Here is a modest proposal, as a first cut, for how to go about establishing Task Contexts in such a way as to accomplish the goals above:

  • Implement all of the "light" interventions as a matter of course
  • Take a good look at the "medium" interventions and implement them based on task type. If you look at, for example, manipulating menus and toolbars, or "perspective-shift", this might be more palatable in the context of, say, QA or prototyping than it would be for feature request implementation or bug fixing.
  • Identify which of the "heavy" interventions are technically possible, and make them optional based on user preference, but turned off by default. (or very easy to turn off without hunting through a lot of menus)

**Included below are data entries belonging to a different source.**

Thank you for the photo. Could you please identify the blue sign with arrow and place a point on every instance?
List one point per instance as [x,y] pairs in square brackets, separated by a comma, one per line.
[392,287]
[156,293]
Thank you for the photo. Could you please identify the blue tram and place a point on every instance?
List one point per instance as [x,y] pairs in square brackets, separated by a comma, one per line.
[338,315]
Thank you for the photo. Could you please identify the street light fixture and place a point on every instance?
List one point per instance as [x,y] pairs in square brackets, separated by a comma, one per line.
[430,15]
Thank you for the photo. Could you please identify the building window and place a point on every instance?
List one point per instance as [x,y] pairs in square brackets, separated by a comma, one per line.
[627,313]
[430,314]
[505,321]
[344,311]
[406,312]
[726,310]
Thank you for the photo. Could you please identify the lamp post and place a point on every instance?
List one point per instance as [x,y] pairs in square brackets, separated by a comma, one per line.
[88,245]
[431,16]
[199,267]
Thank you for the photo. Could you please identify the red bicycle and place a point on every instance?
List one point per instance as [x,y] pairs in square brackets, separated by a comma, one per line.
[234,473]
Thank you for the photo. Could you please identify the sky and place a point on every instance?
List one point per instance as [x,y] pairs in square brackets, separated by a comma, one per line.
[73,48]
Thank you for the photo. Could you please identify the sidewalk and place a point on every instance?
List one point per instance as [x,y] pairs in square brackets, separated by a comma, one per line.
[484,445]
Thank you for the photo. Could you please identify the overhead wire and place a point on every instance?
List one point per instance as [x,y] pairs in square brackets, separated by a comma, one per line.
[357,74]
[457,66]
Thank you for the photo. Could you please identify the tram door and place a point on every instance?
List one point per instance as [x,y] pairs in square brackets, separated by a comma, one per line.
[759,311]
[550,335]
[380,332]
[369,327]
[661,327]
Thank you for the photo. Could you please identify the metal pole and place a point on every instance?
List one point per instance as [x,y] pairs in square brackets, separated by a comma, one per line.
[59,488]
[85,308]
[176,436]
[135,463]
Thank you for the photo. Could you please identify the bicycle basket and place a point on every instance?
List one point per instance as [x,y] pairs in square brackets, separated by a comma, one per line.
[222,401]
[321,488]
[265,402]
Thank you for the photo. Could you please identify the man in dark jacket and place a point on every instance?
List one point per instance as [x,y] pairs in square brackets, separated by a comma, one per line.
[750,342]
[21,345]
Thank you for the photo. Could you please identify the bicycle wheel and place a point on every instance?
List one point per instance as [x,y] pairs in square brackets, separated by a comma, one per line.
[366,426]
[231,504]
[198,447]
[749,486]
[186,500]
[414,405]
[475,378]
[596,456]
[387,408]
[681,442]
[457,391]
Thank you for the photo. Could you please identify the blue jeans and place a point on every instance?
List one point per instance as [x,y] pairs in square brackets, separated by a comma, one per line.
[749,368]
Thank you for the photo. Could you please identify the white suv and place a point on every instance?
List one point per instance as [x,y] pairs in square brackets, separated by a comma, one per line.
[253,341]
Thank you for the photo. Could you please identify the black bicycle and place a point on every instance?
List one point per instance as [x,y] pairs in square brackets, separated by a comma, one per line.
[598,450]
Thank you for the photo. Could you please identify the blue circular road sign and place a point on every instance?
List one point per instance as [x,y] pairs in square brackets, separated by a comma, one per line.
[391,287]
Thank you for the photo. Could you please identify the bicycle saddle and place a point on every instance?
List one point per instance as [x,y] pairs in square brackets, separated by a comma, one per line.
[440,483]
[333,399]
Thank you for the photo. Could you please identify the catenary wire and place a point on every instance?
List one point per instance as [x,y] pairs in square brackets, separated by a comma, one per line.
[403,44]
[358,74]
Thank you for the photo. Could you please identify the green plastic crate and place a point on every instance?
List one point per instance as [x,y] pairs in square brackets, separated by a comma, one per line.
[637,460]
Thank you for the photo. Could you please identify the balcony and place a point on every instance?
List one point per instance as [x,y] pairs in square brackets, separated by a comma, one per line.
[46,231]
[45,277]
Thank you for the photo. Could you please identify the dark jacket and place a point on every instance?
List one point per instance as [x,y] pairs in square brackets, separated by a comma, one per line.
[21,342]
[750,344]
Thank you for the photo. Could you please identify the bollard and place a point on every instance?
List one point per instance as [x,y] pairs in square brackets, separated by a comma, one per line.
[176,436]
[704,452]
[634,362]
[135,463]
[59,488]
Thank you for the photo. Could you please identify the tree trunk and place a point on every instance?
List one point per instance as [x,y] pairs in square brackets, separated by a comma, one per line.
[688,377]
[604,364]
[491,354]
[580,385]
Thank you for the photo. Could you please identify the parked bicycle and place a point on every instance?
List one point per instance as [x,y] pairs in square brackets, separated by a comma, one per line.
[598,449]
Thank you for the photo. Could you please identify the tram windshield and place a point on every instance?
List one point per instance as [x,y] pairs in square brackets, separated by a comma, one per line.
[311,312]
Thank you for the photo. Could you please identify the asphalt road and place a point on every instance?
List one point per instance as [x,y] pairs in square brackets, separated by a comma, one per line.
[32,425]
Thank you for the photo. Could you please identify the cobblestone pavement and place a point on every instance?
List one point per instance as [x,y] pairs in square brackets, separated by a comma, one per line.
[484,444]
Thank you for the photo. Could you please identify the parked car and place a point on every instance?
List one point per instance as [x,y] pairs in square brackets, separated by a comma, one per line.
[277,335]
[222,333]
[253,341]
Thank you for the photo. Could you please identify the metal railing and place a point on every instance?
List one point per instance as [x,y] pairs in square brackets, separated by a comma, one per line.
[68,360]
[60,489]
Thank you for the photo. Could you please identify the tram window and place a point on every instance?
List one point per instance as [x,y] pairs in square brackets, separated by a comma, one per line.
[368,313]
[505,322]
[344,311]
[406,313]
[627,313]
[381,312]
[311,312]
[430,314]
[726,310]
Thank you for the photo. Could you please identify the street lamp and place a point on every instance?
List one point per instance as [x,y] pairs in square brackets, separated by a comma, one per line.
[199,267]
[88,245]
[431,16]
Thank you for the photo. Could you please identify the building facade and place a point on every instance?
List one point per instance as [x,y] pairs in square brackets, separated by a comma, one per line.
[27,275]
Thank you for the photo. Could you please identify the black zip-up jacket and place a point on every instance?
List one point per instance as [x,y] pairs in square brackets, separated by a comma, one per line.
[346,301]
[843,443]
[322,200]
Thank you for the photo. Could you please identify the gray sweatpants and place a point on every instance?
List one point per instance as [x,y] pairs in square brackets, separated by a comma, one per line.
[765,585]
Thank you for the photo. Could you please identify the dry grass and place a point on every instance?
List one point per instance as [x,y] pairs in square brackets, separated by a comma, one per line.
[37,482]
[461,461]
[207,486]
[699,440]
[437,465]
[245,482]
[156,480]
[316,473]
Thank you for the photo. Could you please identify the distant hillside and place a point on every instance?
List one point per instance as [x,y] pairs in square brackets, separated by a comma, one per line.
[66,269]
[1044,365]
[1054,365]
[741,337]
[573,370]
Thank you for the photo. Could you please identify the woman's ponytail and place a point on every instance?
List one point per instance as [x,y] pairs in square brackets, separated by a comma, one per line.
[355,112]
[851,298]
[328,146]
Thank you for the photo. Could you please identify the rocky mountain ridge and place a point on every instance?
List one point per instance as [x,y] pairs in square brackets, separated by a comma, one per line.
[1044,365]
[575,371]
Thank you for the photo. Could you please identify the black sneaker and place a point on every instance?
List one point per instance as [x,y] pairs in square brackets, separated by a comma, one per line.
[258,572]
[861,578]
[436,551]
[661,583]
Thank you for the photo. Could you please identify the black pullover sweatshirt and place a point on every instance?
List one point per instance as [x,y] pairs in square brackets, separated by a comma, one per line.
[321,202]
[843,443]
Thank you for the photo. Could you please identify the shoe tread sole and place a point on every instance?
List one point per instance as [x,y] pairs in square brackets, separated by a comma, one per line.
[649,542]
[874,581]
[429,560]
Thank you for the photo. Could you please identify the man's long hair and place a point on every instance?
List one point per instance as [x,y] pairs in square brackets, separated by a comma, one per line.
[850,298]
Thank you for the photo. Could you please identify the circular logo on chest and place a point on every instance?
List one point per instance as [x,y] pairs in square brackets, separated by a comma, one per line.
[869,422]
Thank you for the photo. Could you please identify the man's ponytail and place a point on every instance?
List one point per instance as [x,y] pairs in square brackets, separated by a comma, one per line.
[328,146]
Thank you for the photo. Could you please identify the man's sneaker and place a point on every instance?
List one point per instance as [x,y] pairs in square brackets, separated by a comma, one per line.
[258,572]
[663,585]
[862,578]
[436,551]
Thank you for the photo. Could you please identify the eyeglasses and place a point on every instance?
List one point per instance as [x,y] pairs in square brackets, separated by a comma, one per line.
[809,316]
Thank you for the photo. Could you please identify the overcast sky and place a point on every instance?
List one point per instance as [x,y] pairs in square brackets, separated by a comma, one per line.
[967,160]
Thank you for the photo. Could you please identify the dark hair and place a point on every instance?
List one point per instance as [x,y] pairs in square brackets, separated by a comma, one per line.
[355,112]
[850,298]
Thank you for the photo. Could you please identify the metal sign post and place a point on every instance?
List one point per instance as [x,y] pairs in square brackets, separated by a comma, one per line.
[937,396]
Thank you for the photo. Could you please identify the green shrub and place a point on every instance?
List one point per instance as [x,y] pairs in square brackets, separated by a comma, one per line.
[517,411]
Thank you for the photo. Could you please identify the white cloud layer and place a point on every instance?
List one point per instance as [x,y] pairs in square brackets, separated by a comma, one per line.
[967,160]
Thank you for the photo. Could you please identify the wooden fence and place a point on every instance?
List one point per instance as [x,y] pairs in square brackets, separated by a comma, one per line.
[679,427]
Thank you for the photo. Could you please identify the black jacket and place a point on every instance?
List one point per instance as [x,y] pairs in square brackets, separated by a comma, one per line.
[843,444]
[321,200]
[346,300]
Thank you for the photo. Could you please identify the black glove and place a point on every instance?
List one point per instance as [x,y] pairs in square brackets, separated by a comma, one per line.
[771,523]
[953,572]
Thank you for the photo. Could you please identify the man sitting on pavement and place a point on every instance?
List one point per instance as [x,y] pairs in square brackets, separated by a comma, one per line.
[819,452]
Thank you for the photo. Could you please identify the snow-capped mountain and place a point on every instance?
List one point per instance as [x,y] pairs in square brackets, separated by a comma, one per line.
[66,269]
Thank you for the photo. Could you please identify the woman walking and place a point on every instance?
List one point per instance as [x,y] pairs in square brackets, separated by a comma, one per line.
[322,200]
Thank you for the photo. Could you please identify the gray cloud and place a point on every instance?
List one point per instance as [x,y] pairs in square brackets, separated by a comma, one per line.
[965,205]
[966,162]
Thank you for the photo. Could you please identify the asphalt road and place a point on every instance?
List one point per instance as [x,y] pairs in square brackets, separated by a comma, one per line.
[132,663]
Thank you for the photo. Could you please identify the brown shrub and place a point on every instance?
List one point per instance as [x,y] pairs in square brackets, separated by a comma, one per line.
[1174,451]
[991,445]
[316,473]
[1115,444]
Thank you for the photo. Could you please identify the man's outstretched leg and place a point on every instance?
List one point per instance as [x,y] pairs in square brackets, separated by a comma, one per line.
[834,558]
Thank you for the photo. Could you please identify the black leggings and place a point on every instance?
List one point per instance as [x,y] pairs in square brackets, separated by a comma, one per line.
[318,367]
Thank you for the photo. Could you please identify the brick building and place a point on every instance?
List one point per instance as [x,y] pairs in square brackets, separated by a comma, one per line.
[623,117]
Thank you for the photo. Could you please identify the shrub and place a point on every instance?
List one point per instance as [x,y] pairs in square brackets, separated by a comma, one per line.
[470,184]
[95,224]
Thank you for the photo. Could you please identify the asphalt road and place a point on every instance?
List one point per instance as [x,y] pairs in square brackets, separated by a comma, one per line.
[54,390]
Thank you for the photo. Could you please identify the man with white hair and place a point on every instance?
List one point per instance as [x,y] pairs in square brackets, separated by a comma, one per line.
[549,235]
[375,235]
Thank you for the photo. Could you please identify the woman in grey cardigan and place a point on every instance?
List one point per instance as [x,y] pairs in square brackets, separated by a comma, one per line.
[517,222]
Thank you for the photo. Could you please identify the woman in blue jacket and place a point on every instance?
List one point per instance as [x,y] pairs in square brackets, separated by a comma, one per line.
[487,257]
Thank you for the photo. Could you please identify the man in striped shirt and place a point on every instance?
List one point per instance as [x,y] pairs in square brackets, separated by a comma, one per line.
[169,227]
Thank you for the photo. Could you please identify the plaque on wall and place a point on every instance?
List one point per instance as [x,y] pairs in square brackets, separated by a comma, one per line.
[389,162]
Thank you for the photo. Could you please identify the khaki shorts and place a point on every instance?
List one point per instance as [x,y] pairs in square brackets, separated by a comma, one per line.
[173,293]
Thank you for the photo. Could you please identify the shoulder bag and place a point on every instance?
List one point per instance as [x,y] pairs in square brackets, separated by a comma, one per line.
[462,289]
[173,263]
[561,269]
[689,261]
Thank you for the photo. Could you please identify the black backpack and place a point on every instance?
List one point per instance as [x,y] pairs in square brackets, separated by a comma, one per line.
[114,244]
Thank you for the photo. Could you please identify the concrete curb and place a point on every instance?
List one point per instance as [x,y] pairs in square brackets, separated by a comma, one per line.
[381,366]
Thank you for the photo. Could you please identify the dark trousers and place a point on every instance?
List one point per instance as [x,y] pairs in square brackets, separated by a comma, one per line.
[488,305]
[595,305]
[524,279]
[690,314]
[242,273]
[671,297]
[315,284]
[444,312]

Updated Proposal: 02/19/2012

The NetBeans Task-Focused team met to discuss the possibilities surrounding customizing the IDE for Task Contexts, and made the following decisions:

  • Task Contexts should be shown in a new window that, by default, is docked in the same location as NetBeans' current Navigator window.
  • The currently Active Task should persist in the Navigator window, not the task selected in the Task Dashboard.
  • The information shown in the Task Context window should consist of a combination of the following:
    • Associated Files: A combination of files that are automatically populated by using MyLyn's automation around "degree of interest" along with files that have been manually added by the user. This is intended to be a scaled down version of the Files/Projects views, specific to the Active Task.
    • IDE State: This is an area where the user can select to Save or Restore aspects of Netbean's look and feel. The user should be able to configure preferences that specify the degree to which they want the IDE customized based on a Task. These preferences are:
      • What files to open
      • What windows/dockables to open, as well as size, position, and dock state
      • Versioning preferences
      • Breakpoints
      • Bookmarks
      • Profiles state and settings
      • TBD: Level of state save/restore for individual windows. For example: in a file editor, should we save and restore whether or not the user was on Source, Design, or History? What about the toggle state of category nodes in the Property Inspector?
      • TBD: Custom task context "profiles" for different types of tasks. Should we allow users to save different preferences for different tasks, so that in some cases, task contexts only tweak the IDE minimally, but for others, there is a lot more intervention?

Update: 04/02/2012

There are two attachments that we've generated to exemplify the direction we're taking for Task Contexts:

Next Steps

In order to firm up this proposal, two UX activities are recommended:

  • review task contexts in existing IDEs.
  • talk to process experts about the general concept of Task Contexts, outside of any specific IDE. Make sure to get equal representation from both Oracle internals like the Development Process Champions group, as well as external NetBeans community developers and contributors.